Credit Suisse, Deutsche Bank and Wachovia have recently issued “underperform” ratings and believe revenues plus earnings have topped out. Meanwhile, it’s always better to sell too soon, which is a perfect cure for the most common stock market disease of selling too late.
But I wouldn’t touch Microsoft Corp. (MSFT-$28.93), a lumbering giant of a company with a huge pile of cash, enormous revenues and products that span the globe. I think MSFT may be treading water and current management is allowing the company to stagnate. Microsoft’s reluctance to update its Internet Explorer is fueling the success of the open-source Mozilla Firefox Web browser and may allow more formidable competitors like Google Inc. to attack MSFT’s control of the user interface.

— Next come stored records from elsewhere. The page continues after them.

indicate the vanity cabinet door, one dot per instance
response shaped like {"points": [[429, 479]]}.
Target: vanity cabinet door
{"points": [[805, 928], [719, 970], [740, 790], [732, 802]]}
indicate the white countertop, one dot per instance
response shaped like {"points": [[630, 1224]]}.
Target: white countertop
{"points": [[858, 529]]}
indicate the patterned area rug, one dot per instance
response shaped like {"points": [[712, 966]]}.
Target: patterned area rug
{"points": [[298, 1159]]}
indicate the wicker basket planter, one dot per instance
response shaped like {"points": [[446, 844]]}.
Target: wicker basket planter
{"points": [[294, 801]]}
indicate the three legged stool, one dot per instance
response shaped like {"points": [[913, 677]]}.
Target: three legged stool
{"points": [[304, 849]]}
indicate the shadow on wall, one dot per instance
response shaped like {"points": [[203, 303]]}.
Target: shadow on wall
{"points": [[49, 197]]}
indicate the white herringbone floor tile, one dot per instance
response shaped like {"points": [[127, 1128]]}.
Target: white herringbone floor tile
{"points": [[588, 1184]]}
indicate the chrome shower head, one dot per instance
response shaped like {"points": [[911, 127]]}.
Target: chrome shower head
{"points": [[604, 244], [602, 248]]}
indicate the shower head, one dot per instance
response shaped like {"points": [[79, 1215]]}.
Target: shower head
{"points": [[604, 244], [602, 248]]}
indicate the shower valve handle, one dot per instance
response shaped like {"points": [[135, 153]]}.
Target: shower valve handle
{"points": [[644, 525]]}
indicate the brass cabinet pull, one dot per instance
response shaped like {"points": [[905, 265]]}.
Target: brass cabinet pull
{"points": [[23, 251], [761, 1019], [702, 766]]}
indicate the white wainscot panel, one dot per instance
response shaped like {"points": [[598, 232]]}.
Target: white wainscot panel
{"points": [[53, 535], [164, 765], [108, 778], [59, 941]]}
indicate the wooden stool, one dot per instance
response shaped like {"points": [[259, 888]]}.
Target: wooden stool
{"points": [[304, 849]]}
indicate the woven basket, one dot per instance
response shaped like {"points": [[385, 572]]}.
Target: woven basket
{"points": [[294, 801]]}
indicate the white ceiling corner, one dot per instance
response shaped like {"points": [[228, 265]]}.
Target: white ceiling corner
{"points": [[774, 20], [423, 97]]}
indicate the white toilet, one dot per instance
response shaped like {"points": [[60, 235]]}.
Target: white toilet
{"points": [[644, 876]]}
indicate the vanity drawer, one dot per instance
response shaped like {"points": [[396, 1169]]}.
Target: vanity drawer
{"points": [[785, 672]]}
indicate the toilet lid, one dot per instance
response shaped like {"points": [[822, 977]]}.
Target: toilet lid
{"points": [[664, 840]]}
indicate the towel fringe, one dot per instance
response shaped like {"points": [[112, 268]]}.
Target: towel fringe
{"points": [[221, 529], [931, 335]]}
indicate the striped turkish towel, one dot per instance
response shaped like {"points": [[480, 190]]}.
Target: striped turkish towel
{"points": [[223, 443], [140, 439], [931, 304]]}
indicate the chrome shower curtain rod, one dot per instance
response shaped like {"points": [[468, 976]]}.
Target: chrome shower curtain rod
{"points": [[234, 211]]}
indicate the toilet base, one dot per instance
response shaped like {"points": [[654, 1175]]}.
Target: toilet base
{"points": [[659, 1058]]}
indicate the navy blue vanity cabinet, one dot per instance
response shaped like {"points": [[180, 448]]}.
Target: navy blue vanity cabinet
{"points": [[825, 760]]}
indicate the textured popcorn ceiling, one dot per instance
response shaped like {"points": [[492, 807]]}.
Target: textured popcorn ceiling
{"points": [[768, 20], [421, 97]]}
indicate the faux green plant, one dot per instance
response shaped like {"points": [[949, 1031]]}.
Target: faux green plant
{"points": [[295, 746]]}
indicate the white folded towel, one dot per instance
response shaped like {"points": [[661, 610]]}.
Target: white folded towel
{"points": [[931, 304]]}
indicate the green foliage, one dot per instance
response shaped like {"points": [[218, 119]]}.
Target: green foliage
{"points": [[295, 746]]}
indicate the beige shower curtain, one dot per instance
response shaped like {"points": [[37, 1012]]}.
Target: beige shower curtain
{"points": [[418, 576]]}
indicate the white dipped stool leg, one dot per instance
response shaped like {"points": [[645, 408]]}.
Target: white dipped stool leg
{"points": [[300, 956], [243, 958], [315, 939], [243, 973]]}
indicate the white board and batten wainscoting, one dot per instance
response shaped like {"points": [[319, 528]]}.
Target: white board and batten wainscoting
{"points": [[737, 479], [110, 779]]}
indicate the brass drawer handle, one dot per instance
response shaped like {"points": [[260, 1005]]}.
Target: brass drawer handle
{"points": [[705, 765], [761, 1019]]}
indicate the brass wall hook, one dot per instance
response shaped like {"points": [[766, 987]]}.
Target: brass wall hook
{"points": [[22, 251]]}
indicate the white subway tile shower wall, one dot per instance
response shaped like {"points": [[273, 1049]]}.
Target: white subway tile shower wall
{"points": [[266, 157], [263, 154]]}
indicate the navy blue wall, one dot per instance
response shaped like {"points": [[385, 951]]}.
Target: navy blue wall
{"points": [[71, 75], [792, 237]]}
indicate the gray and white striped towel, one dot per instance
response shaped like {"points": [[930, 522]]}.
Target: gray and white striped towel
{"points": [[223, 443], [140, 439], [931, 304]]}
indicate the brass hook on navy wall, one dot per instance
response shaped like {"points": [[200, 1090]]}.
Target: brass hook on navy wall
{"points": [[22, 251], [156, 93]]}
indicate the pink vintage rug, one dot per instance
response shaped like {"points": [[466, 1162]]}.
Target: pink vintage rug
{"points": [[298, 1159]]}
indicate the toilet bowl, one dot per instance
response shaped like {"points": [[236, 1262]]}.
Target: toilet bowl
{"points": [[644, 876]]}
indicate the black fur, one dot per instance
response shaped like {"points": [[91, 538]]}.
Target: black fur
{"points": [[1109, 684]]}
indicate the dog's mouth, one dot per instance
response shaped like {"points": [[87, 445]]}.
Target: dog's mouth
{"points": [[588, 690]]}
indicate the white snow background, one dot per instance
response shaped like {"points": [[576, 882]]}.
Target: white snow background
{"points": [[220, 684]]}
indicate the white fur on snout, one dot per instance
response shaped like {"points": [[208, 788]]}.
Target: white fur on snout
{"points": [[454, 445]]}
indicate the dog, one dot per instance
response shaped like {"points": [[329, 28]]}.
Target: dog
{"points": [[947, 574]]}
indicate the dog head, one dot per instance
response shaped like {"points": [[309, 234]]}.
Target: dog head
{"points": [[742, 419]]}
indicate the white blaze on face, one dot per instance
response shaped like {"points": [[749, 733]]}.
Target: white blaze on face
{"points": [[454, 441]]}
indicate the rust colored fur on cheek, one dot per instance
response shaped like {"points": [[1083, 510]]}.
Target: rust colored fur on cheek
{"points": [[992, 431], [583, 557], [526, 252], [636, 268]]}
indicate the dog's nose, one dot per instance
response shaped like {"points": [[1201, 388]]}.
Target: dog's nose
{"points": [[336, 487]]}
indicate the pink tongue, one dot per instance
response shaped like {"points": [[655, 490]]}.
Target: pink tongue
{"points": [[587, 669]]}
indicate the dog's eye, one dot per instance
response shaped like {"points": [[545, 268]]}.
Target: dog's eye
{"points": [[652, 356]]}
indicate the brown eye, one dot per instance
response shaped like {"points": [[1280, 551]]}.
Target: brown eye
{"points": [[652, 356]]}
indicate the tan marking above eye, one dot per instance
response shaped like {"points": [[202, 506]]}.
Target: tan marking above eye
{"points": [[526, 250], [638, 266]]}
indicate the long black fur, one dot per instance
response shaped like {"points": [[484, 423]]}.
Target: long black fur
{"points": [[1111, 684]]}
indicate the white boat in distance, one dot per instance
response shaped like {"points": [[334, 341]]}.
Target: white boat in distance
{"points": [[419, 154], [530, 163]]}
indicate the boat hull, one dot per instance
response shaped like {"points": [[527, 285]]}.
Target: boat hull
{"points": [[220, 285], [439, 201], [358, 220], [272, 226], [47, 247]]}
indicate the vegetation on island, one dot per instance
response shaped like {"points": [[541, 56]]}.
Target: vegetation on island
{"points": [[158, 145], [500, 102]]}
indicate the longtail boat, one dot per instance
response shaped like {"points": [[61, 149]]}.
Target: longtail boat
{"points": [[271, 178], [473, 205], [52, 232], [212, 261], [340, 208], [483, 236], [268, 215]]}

Meanwhile, MSFT is still plagued by antitrust problems, making it difficult to increase its market share. And I’m not comfortable with MSFT’s management and its people teams. I think management is tired, has lost enthusiasm, has lost its drive to excel and innovate and seems satisfied to just maintain its status quo. The company’s people-teams are also bored and appear to share management’s wearisome thinking.
MSFT might move to the $33-$35 level, which may be the best it can do over the next couple of years. Basically, the same observation fits Intel Corp. (INTC-$22.86), the largest semiconductor company in the world, with billions to use for capital expenditures. But size and money are not worth a bucket of warm beer when the competition’s more hungry than you.
Until a couple of years ago, Dell Inc. would only use INTC products, but Dell is now using Advanced Micro Devices Inc. processors, and INTC finds itself competing against more nimble competitors around the world. Intel will continue to be profitable, but it’s no longer an exclusive, dynamic, innovative company. There’s not much growth in INTL, but the stock may be bought for its dividend, which might be increased at an 8 percent to 10 percent annual pace over the next dozen years.
Meanwhile, I think a money market fund might be a good temporary home for the sales proceeds of your 600 shares of BLK until the housing market, the credit crunch, the mortgage/collateralized debt obligation/derivative crisis and problems in the oil patch settle down.